Advancing PLA synthesis: Creatinine bio-based catalysts and ultrasonic enhancement

Poly Lactic Acid (PLA) has emerged as a leading bioplastic, known for its low environmental impact, biocompatibility, and biodegradability, making it a viable alternative to petroleum-based plastics. Ring-Opening Polymerization (ROP) is a popular technique for creating high-molecular-weight PLA. However, broader access to metal-free catalysts is essential to drive commercial PLA adoption. This study pioneers the exploration of a safer bio-based catalyst, creatinine, in PLA synthesis via ROP. To enhance efficiency, we introduce ultrasonic wave irradiation into the polymerization process. Lactide is placed in a reaction flask with creatinine catalyst at varying doses (1%, 2%, and 3% w/w).
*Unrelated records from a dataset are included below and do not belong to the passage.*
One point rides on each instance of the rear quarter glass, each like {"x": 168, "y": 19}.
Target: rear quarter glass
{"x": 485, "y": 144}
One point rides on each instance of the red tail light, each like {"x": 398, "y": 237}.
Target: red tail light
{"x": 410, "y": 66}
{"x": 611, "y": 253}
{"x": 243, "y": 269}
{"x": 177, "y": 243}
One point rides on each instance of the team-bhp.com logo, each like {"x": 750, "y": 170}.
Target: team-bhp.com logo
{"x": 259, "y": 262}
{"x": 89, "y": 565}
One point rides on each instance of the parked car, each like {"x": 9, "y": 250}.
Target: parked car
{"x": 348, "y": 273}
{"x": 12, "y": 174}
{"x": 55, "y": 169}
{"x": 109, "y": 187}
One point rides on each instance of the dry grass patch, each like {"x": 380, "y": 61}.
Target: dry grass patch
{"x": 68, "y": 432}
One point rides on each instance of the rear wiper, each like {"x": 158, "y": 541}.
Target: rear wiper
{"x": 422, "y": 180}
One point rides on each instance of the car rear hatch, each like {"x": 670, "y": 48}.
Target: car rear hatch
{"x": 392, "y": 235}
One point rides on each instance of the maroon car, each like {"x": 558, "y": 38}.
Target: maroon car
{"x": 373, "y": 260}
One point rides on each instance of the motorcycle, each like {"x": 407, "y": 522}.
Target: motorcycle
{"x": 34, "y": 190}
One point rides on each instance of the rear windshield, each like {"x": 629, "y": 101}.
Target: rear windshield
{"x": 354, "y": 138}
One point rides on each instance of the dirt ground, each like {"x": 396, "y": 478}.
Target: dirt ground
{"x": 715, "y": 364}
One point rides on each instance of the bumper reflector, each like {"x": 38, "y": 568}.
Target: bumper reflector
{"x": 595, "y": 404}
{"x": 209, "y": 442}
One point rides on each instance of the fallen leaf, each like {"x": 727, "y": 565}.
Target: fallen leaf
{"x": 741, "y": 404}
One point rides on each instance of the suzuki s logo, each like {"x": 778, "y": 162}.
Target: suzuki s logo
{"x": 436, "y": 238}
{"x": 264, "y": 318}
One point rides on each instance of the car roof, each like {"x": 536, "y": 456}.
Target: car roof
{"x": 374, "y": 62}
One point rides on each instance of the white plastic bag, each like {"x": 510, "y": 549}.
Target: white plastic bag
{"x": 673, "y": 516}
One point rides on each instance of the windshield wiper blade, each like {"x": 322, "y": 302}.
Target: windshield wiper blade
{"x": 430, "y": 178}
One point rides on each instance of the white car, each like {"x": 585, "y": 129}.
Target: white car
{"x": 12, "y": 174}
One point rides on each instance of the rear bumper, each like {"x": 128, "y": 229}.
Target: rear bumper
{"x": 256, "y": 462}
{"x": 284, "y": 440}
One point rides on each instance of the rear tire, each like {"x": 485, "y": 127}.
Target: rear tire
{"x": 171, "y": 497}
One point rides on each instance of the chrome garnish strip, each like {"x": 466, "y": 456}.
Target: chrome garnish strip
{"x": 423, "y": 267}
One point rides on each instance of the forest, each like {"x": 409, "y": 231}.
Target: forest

An ultrasound probe (5 mm diameter, 250 watts) is immersed in the solution, operating at frequencies between 20 and 30 kHz. Polymerization durations of 1, 3, and 5 hours are employed. We determine the resulting PLA's molecular weight through a viscosity-based method. Further analysis includes Fourier Transform Infrared Spectroscopy (FTIR) and Proton Nuclear Magnetic Resonance (H-NMR) to scrutinize compound and molecular structures. Differential Scanning Calorimetry (DSC) elucidates thermal properties. This innovative approach, merging ultrasonics with ROP for PLA synthesis and introducing a bio-based catalyst, aims to enhance efficiency, yield high-quality PLA, and ensure safety in the production process. The best results were obtained with 2% creatinine biocatalyst and a polymerization time of 5 hours, yielding an impressive 90.24%, molecular weight of 30,855.12 g/mol, melting temperature of 140.1°C, and % crystallinity of 41.32%.